ECLI:NL:RBROT:2019:9559
Rechtbank Rotterdam
- Wraking
- A.A. Kalk
- W.M.P.M. Weerdesteijn
- N. Doorduijn
- Rechtspraak.nl
Wrakingsverzoek niet-ontvankelijk verklaard met bepaling over misbruik van wrakingsmiddel
Op 28 november 2019 heeft de Rechtbank Rotterdam uitspraak gedaan in een wrakingsprocedure. Verzoeker had op 24 augustus 2019 een beroepschrift ingediend tegen het Uitvoeringsinstituut werknemersverzekeringen, maar zijn beroep werd op 21 oktober 2019 niet-ontvankelijk verklaard wegens het niet tijdig betalen van griffierecht. Op 12 november 2019 diende verzoeker een wrakingsverzoek in tegen de rechtbank Rotterdam, maar dit verzoek werd niet-ontvankelijk verklaard. De rechtbank oordeelde dat een wrakingsverzoek alleen gericht kan zijn tegen individuele rechters en niet tegen de rechtbank als geheel. Aangezien de rechter in kwestie, mr.
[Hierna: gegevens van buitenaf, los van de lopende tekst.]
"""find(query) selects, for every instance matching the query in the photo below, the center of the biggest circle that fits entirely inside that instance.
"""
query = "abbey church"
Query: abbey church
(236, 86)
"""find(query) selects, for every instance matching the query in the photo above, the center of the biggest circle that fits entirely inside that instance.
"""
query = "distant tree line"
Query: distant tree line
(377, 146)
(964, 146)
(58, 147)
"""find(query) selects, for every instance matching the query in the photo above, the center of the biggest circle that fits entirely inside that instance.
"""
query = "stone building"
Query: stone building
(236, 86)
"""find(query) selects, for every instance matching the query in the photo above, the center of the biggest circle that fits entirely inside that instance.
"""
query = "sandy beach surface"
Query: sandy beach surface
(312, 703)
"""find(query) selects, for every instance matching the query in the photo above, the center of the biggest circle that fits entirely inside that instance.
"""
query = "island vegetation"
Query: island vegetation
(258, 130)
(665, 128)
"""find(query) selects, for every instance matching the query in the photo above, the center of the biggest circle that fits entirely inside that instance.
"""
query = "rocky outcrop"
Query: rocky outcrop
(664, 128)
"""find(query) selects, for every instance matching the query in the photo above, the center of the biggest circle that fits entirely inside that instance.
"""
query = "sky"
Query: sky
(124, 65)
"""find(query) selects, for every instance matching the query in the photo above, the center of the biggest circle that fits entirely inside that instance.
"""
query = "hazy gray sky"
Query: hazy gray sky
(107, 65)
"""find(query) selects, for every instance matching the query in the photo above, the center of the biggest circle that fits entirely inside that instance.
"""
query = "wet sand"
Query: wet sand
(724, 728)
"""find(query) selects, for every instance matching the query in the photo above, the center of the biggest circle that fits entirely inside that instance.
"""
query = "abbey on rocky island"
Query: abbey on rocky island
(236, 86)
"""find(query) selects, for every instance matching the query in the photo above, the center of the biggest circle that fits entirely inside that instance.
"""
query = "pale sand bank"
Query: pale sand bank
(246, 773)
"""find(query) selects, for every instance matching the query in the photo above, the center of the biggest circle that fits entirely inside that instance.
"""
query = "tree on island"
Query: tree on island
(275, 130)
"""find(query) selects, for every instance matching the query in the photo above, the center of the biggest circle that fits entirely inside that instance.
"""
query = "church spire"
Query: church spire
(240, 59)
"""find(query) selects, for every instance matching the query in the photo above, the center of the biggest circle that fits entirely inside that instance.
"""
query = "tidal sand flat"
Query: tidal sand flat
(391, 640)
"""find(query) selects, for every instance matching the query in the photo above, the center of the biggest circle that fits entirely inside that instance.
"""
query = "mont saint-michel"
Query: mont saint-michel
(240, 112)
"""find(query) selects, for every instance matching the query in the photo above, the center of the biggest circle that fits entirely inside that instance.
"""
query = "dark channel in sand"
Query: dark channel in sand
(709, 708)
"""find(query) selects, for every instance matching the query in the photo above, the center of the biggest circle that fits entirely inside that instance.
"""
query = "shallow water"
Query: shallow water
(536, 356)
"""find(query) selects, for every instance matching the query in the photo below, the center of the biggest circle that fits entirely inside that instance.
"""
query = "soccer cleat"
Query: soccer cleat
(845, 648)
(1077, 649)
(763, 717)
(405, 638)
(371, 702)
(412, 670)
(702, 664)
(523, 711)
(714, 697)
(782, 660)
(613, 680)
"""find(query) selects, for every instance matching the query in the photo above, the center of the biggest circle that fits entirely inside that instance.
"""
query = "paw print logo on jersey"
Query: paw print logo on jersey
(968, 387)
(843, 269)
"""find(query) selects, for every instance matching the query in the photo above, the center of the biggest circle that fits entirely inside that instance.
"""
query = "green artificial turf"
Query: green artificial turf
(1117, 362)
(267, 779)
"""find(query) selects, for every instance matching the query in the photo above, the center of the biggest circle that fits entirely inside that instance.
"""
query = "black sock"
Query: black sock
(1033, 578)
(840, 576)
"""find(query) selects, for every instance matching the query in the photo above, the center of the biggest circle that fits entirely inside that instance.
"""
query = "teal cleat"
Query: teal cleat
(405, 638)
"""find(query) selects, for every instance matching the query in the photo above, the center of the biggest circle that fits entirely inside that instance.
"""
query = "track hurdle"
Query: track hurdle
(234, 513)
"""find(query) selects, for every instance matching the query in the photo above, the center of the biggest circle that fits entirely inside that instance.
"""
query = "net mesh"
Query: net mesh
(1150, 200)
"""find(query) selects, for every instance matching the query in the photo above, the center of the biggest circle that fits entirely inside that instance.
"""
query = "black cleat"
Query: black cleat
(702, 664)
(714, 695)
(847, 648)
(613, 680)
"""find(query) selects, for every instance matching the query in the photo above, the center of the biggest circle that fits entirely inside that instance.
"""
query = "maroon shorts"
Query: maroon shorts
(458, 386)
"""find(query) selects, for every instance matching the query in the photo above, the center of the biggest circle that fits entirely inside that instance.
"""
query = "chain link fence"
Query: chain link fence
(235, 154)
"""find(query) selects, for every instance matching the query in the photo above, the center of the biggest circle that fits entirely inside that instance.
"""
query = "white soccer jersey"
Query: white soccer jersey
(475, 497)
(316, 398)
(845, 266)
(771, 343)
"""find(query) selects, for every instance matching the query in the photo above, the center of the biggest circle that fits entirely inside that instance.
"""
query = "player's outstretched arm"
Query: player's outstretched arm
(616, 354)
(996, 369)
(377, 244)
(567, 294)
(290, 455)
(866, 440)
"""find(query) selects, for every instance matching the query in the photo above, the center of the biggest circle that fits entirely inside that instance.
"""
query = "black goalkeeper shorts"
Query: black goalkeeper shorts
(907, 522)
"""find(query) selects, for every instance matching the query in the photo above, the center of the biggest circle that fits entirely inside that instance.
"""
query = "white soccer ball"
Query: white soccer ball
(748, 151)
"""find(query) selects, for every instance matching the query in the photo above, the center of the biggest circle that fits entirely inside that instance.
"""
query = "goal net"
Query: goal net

A.I. van Strien, al een eindbeslissing had genomen, was er geen grond meer voor wraking.
De rechtbank concludeerde verder dat verzoeker het wrakingsmiddel misbruikte, aangezien hij eerder in andere procedures op dezelfde gronden wrakingsverzoeken had ingediend die ook niet-ontvankelijk waren verklaard. De rechtbank besloot dat een volgend wrakingsverzoek van verzoeker in deze procedure niet in behandeling zou worden genomen, omdat het verzoek niet op de juiste gronden was ingediend en enkel bedoeld leek om een andere beslissing te forceren met betrekking tot het griffierecht. De beslissing werd genomen door de meervoudige kamer voor wrakingszaken, bestaande uit de rechters A.A. Kalk, W.M.P.M. Weerdesteijn en N. Doorduijn.